Doom Machine (Nathan Meunier) – In this solo game that fits inside a small tin, you are battling to defeat an evil doom machine. Doom cards are laid out on the table and each round a new one is drawn. A yellow die is assigned to each doom card with the value set to the card's health. On your turn, you roll your black dice to try to get them to the correct values as dictated by each doom card in order to inflict damage. When a doom card is destroyed, you take its yellow die and add it to your supply, increasing the number of dice you have to roll. At the end of the round, each doom card that is not destroyed performs an action such as healing or dealing you damage.

Clash of Deck

Clash of Deck (Grammes Edition) – Two bridge cards are placed in the center of the table and each player takes a watchtower card, which they place as the leftmost card in their hand. On your turn, you have three phases. During phase one, you earn as much mana as you have cards in your hand. During phase two you may spend mana to play a card from your hand. You may only play the four cards that are on the leftmost side of your hand, not counting your watchtower. You then place the card you played on your side of one of the two bridges. Next is the assault phase. Each card has a set number of health and attack value. Also a card cannot attack on the turn it was summoned. If a card is destroyed it is returned to its owner's hand in the right most spot. If there are no targets for your unit to attack, it then attacks the opponent's watchtower.
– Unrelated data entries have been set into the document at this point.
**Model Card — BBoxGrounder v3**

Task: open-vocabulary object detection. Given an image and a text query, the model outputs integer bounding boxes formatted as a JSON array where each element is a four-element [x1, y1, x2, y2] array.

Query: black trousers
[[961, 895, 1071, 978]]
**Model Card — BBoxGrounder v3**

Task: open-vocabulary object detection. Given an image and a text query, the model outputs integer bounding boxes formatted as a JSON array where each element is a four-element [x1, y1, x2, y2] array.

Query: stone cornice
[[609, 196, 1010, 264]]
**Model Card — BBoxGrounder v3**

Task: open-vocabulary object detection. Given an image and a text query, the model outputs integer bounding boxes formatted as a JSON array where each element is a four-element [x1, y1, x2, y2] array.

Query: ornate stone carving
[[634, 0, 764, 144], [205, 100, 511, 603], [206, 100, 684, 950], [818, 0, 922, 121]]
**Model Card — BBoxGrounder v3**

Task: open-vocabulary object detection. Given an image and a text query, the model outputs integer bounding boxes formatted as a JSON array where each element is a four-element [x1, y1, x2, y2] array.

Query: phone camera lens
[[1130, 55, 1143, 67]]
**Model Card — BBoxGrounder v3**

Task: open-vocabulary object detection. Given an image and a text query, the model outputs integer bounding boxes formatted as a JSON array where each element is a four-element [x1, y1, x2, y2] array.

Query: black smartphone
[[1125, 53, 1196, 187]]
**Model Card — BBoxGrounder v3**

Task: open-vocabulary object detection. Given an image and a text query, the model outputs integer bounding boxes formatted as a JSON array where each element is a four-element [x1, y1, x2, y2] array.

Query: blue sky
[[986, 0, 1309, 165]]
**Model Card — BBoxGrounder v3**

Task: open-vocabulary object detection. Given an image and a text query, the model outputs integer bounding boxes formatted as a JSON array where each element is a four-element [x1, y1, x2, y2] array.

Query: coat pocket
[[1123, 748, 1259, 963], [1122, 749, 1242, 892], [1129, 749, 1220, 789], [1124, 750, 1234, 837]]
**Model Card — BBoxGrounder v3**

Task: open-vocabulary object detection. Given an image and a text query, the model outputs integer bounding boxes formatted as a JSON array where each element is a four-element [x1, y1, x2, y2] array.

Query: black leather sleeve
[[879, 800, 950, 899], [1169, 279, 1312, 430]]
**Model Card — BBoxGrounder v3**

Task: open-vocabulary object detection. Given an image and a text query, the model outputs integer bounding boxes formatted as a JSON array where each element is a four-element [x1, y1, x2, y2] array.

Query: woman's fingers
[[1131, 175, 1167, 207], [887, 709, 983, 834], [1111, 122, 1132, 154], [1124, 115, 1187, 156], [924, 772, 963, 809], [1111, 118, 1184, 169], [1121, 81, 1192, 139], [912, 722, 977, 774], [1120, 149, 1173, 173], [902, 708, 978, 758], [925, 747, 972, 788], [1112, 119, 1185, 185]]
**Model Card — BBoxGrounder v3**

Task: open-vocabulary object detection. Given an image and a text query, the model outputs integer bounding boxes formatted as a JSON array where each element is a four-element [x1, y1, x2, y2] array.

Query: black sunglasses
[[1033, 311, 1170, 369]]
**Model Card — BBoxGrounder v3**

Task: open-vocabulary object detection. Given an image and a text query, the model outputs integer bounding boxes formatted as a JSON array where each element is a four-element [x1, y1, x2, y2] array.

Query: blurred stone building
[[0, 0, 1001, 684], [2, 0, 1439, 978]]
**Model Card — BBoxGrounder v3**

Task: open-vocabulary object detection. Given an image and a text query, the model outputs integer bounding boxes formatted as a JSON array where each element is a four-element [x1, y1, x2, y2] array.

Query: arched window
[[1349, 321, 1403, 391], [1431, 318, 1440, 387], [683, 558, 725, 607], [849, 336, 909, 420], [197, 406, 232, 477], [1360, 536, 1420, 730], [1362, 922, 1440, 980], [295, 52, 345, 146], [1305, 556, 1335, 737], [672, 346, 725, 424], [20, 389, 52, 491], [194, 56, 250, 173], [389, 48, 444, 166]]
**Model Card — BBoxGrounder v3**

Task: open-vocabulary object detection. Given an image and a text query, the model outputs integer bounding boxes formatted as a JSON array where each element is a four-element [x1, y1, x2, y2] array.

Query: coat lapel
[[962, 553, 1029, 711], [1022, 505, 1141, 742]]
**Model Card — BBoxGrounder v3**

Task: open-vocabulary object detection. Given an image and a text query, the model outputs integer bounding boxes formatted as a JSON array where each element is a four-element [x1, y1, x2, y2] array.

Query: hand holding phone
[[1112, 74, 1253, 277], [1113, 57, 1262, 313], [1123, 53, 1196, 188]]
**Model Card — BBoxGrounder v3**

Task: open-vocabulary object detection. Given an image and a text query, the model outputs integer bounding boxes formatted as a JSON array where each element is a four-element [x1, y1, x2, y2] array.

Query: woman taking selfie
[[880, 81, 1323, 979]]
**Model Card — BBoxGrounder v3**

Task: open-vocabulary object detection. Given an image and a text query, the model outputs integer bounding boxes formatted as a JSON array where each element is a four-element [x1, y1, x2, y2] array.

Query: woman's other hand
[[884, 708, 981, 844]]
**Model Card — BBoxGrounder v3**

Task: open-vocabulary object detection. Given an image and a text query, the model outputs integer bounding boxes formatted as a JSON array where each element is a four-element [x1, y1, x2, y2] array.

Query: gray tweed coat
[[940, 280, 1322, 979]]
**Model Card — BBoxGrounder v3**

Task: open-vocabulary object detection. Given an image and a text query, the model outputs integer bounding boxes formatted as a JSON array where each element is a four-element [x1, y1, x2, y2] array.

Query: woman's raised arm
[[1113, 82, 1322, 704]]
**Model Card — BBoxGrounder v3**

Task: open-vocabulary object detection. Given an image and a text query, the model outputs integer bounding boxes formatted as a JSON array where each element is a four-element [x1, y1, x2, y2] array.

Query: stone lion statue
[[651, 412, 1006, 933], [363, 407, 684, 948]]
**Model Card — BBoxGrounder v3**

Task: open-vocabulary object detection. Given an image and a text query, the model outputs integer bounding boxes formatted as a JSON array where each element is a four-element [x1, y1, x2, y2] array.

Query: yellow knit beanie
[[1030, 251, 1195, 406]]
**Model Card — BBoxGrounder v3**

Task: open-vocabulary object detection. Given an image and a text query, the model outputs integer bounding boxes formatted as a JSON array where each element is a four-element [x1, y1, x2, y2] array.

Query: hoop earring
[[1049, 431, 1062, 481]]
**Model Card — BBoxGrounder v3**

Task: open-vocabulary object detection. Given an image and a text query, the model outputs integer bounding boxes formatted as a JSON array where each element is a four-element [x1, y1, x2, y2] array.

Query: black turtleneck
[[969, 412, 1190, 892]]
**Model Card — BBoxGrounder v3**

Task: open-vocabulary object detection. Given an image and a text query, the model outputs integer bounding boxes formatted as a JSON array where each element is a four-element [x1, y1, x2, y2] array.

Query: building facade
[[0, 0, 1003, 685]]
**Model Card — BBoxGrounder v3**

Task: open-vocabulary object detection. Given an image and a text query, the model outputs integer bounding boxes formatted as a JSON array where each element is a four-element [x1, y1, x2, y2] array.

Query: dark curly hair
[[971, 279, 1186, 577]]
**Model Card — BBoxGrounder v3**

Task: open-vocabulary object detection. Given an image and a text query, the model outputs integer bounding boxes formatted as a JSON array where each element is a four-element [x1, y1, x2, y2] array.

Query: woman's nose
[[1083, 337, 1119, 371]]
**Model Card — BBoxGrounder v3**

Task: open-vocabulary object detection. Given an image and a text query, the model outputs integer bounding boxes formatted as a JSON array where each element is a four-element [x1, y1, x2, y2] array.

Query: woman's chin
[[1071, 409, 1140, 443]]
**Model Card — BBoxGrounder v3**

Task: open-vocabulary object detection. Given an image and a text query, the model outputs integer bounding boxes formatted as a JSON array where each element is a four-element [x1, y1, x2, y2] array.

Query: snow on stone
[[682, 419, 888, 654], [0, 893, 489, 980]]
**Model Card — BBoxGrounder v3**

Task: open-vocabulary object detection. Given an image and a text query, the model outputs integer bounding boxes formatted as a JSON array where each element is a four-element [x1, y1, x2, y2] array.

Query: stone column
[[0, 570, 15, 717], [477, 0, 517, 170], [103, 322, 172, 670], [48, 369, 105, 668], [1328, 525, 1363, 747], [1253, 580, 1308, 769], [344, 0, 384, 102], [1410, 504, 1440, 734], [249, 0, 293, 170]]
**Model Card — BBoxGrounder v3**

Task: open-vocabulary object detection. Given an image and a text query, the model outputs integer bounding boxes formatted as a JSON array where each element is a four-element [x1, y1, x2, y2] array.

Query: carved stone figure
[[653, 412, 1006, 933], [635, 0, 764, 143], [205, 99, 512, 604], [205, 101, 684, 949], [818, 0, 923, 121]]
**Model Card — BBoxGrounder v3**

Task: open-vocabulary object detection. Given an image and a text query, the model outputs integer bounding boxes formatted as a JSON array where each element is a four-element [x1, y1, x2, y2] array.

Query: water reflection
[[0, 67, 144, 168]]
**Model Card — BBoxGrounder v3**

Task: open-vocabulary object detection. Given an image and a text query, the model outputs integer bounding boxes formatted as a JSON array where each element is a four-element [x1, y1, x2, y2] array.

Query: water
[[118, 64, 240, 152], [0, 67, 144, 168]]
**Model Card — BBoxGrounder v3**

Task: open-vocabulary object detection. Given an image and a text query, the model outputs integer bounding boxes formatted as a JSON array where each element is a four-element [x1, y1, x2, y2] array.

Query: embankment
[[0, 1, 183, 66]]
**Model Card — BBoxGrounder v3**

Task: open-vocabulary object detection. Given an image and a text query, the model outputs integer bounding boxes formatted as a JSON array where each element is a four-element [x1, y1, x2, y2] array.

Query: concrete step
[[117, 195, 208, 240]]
When a watchtower is hit, it moves its location in its player's hand. Once it reaches the rightmost location it is destroyed and the other player wins the game. Clash of Deck includes multiple game modes: competitive, duel, 2v2, cooperative, solo, and legacy.

Factory Floor

Factory Floor (Space Duck Games) – Each player takes a board that shows a grid of spaces. Each round, players take turns selecting an action: drafting a room tile, which they must then place on top of empty spaces on their board; hire workers, which allows you to place workers on a staff room tile you have on your board; or spend a worker, which allows you to move a room from one location on your board to another. At the end of the round players will move workers from staff rooms onto production rooms and then score points for their production rooms, earning extra for ones that have workers in them. At the end of the game, players will score any production rooms again which are adjacent to quality control rooms, and earn bonus points for things such as having the largest number of staff rooms adjacent to each other. You also will lose a point for each space on your board which is not covered with a room tile. You can read our review of Factory Floor here.

Cryptid Cafe

Cryptid Cafe (Squatchy Games) – During phase one of each round, players take turns placing meeples on the food station. The food station has multiple rows, each associated with a different type of food, and each row has three spaces numbered one through three. During phase two, each player who is at the one space in a row, may spend money to move up the line. Each player then receives food tokens. You earn a number of tokens of each food type based on which space your meeple is on in that food type's row. Players can then serve their customer cards by giving them the appropriate food tokens. You earn coins based on how long the customer has been waiting. If the customer is left waiting too long, they'll leave the restaurant and you will lose points.

Disclosure: unless otherwise noted, we have not seen or played any of the above games. Our assessment of each is based on the information given on the crowdfunding project page.